El empresario se ha puesto las pilas. O eso dicen desde la patronal de la madera y el mueble. La cuestión es saber qué pilas se han puesto. Si alcalinas o de las que se venden en los todo a cien. Aún así, no hay que dejar pasar la frase. Ni esa, ni la que dedicaba recientemente Vicente Folgado, presidente de Fevama, a nuestros gobernantes y que, si la memoria no me falla, decía que “a nuestros planes de competitividad les falta coordinación y rapidez en las donaciones”.
O lo que es lo mismo, que casi en agosto del presente, de los 4,6 millones de euros que solicitan desde la patronal o no han visto un duro, o si ha llegado algo ni se acerca a las previsiones más pesimistas. Es la canción de todos los años. Aquí, en Valencia, todo va bien hasta que los indicadores dicen lo contrario. O un metro se sale de la vía por falta de inversiones. La feria del Mueble es la más importante de España. O eso nos venden. Incluso hemos ampliado espacio expositivo para ser más competitivos.
Y, para que quede bien claro que somos internacionales, utilizamos una marca paraguas. Una de esas que suenan a extranjero y dan un “je ne sais…” que por aquí, en las provincias, tira mucho. Habitat Valencia Foward la llaman. Claro que, como más de un empresario autóctono no sabe qué es eso del foward y lo del habitat les suena a la tienda de la calle Colón, pues eso, que se han plantado brazos en jarras y le han cantado las cuarenta a los feriantes. Que ni foward ni Cristo que lo fundo. Mueble, iluminación y decoración bien clarito. Y si quieren con el palabro ese para decorar, que se han invertido unos duros y nosotros -los empresarios- no somos nada intransigentes con los forasteros.

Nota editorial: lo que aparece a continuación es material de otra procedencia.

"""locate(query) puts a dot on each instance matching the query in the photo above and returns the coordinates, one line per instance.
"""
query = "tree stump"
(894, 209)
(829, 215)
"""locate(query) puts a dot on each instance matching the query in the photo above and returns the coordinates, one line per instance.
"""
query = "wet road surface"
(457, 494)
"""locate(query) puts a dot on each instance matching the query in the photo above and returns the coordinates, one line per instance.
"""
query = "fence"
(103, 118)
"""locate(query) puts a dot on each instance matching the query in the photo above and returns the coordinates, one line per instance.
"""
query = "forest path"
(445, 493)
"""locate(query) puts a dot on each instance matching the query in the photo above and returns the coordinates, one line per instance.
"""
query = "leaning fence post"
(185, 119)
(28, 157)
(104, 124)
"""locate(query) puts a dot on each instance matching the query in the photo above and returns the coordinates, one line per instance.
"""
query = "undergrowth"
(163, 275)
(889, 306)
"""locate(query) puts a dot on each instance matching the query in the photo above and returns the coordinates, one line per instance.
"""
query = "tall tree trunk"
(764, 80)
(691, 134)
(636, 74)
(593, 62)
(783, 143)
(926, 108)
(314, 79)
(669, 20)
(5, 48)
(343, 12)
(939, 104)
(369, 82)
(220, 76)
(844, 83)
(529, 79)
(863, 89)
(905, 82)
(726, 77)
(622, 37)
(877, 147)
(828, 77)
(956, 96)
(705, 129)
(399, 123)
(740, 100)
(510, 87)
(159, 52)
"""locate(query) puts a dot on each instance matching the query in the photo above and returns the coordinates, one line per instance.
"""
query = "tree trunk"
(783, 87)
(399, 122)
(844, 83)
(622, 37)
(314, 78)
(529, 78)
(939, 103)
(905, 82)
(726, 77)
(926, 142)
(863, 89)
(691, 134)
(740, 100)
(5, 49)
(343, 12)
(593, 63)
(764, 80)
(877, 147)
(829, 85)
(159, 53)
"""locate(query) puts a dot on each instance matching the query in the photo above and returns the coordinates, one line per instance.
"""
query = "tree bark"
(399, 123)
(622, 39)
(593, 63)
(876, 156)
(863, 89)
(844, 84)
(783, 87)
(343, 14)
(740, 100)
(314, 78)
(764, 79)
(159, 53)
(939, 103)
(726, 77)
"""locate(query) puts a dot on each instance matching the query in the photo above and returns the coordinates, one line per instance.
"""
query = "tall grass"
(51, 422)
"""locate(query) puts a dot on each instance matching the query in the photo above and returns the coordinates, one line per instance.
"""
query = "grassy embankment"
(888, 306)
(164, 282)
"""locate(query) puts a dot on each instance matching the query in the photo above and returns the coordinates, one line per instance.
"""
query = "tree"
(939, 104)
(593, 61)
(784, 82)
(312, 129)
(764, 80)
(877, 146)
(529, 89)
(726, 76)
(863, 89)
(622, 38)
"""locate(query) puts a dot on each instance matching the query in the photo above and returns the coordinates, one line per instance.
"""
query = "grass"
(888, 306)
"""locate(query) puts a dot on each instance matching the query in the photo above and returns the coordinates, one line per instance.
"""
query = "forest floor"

El hecho es que después de marear la perdiz, cambiar el presidente y algún otro cargo más que se moverá con los calores estivales, aparcar el nombre con tendencia anglosajona para otro año -y van dos-, la reserva de espacio en la Feria del Mueble va peor que en años anteriores. No lo digo yo, lo dice el presidente de Fevama que algo sabe de esto. Y el precio del suelo sube y baja en función del nombre y las fechas, aunque todos claman porque se revise a la baja y se equipare a otros certámenes más cercanos a la meseta o los Pirineos.
Así que nos espera otro año de calvas incipientes en la Feria del Mueble. Puede que menos si conseguimos que el certamen pierda su personalidad -mueble e iluminación- y se parezca más a un mercadillo de fin de semana -habitat-. O a lo mejor, le ponen bien cerquita ese sacadinero llamado Nude que se ceba con la precaria economía de los que con su inocencia luchan por abrirse camino. A eso se llama apoyo a los jóvenes diseñadores y empresarios. Certamen a certamen se acercan a un lugar digno en la feria. Pena que sea para tapar huecos y no por una voluntad real de los dirigentes de este encuentro -en teoría- profesional.
A pesar de todo, ojalá, que el Nude sirva para que alguien se dé cuenta del valor y la calidad de los que pueden pagarse un espacio, perder in situ una semana de su tiempo profesional y costearse los prototipos. Una pena que no haya dinero para ceder espacios gratuitos o dar ayudas para el desarrollo de proyectos en los planes de competitividad de la Administración y la patronal. Aunque llegase con tanto retraso como en los actuales.
Otro año de calvas, pelones y notables ausencias. Pero, tranquilos. La Administración y los empresarios se han puesto las pilas. La caída de la exportación de mueble el pasado año, que para eso ha repuntado un poquito al arranque de este ejercicio, son un espejismo, un ciclo bajo, según los feriantes y los empresarios. Que la patronal de exportadores estime que el 30% de las empresas del mueble de la Comunidad desaparecerá, es lo normal. Al final, el problema es quien era el padre del negocio y cómo llamamos al niño, no si somos competitivos.